Economic, political, and religious trends shape the cultural makeup of the State of Israel.
In a 2006 open letter to new immigrants, Jewish Agency Chairman Ze'ev Bielsky wrote that "the decision to make aliyah is a complicated personal decision. However, in these times it takes on a special meaning of national importance… The best answer to terrorism is not military but in aliyah to Israel." But--as evidenced by the five snapshots--Bielsky's heroic, ideological conception of aliyah only goes so far in explaining the decision to move to Israel.

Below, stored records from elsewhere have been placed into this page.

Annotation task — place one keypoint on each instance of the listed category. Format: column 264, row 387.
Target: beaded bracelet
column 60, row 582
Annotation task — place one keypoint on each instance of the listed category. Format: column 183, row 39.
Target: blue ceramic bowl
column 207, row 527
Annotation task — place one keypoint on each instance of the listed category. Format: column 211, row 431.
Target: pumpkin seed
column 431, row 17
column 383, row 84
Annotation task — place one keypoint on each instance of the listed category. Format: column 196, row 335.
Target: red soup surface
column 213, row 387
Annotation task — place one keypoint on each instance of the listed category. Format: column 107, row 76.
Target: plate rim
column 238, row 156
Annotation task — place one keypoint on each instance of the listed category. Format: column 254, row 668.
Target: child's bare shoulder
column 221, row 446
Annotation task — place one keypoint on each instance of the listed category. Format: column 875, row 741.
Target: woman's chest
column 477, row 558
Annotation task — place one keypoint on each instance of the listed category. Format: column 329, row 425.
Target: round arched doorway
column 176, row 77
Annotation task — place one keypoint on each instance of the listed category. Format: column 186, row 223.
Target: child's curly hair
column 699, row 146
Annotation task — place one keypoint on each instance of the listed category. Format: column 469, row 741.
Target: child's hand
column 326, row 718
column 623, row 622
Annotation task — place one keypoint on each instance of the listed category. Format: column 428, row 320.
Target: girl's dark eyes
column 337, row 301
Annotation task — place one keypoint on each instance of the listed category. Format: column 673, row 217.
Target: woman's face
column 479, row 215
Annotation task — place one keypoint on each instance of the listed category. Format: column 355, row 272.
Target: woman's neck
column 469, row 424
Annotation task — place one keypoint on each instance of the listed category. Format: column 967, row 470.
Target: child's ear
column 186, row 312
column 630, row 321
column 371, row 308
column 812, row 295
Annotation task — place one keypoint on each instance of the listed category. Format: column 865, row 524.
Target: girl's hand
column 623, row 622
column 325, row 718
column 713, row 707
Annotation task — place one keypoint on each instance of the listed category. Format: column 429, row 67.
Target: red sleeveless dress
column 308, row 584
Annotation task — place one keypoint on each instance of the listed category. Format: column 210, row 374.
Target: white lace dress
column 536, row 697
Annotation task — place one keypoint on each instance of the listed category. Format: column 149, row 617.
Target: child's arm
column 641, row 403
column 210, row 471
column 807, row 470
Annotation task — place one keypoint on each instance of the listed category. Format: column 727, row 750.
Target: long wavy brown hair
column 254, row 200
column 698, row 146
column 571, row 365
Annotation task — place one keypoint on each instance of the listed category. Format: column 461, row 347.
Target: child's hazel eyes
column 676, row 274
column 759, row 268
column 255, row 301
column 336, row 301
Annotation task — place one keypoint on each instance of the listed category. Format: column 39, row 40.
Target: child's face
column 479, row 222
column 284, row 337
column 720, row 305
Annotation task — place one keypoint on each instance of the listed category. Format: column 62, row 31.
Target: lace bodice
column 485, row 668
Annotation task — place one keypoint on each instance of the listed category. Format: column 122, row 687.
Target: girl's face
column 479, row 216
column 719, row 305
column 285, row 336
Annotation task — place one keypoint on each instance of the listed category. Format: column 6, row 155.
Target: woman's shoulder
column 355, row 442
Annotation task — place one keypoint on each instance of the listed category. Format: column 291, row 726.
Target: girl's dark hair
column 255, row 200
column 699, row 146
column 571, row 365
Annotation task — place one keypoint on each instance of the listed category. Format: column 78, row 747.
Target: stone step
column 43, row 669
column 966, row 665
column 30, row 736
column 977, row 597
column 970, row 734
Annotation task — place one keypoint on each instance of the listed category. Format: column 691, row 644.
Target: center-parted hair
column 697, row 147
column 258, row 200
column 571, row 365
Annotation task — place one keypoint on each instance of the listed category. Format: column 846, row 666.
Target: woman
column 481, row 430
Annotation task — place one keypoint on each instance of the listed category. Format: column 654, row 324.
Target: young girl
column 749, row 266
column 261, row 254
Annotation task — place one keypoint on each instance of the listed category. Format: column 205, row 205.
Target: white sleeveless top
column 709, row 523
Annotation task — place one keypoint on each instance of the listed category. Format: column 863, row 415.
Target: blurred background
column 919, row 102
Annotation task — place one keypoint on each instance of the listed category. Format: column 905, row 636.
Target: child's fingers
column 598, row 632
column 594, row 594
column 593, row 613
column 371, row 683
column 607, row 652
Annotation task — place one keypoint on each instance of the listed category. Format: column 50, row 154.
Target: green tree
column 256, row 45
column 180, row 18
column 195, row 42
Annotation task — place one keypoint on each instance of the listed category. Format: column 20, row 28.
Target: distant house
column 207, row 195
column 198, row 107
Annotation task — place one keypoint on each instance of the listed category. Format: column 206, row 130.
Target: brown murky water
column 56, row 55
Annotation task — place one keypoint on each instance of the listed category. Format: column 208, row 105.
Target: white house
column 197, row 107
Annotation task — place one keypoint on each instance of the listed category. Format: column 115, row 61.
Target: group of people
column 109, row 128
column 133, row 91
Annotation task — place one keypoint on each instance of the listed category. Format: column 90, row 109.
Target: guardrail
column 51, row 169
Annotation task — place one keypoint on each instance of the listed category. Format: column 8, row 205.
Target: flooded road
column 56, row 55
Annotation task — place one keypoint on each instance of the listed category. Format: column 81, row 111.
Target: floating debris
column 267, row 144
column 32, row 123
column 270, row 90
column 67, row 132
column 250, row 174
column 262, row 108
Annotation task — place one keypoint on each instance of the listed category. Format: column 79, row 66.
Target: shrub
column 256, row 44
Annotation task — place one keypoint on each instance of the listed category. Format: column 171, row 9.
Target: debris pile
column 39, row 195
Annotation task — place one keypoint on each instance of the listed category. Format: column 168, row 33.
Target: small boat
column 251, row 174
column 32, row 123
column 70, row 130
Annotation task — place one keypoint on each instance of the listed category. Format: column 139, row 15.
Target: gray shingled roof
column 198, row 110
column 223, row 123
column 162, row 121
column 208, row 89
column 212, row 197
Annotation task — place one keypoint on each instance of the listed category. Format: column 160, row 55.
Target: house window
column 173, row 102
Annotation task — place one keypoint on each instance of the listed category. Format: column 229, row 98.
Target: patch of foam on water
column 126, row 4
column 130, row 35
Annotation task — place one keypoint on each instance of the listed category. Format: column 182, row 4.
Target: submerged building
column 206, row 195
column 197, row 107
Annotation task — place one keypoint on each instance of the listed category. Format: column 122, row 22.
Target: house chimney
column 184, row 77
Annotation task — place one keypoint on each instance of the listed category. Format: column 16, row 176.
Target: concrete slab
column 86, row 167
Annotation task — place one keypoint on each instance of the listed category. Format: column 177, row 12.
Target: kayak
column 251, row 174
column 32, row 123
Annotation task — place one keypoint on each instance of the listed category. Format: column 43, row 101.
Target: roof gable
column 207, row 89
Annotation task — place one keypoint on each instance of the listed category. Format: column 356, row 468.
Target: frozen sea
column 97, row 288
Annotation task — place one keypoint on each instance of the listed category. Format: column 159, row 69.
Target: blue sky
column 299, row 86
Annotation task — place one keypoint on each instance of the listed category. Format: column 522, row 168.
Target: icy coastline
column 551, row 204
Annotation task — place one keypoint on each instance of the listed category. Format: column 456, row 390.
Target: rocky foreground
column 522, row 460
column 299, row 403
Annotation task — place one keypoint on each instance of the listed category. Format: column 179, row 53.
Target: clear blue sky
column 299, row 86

Aliyah in the Twenty-first Century
In 2010, over 19,000 people made aliyah, up from 16,465 the year before. The biggest group of olim or immigrants--40% of the total--came from the former Soviet Union, eastern Europe, and Germany. 1,650 olim were Ethiopians. France supplied 2,040 immigrants, while North Americans accounted for 3,980 arrivals. 1,470 South Americans made aliyah in 2010, including 380 Argentineans. 760 olim made their way from Britain, and 260 arrived from Australia and New Zealand.
While these figures seem impressive--especially in light of Israel's precarious security and economic situation--they pale alongside statistics from recent years.
During the 1980s, immigration to Israel had averaged just over 15,000 a year. Then in 1990, following the collapse of Communism in the Soviet Union, this figure jumped to 199,516, dropping only slightly to 176,100 in 1991. During the '90s, Israel absorbed an average of 95,000 immigrants every year.
Push and Pull Factors
Israel's volatile aliyah rate fluctuates in response to push and pull factors. The 1990's post-Soviet olim initially responded to glasnost and the lifting of travel restrictions for Russian Jews, but were ultimately propelled out of the former USSR by political instability--accompanied by the rise of anti-Semitic ultra-nationalism--and economic collapse. In the 1990's, Israel was an attractive destination: it was coasting on a high-tech boom and, after the Oslo accords, enjoying what it hoped were the first glimmerings of peace with the Palestinians. Some immigrants saw Israel as a convenient staging post before traveling on to their final destination: America. Yet the early waves of post-Soviet aliyah were also characterized by Jewish involvement and a desire to become part of Israeli society.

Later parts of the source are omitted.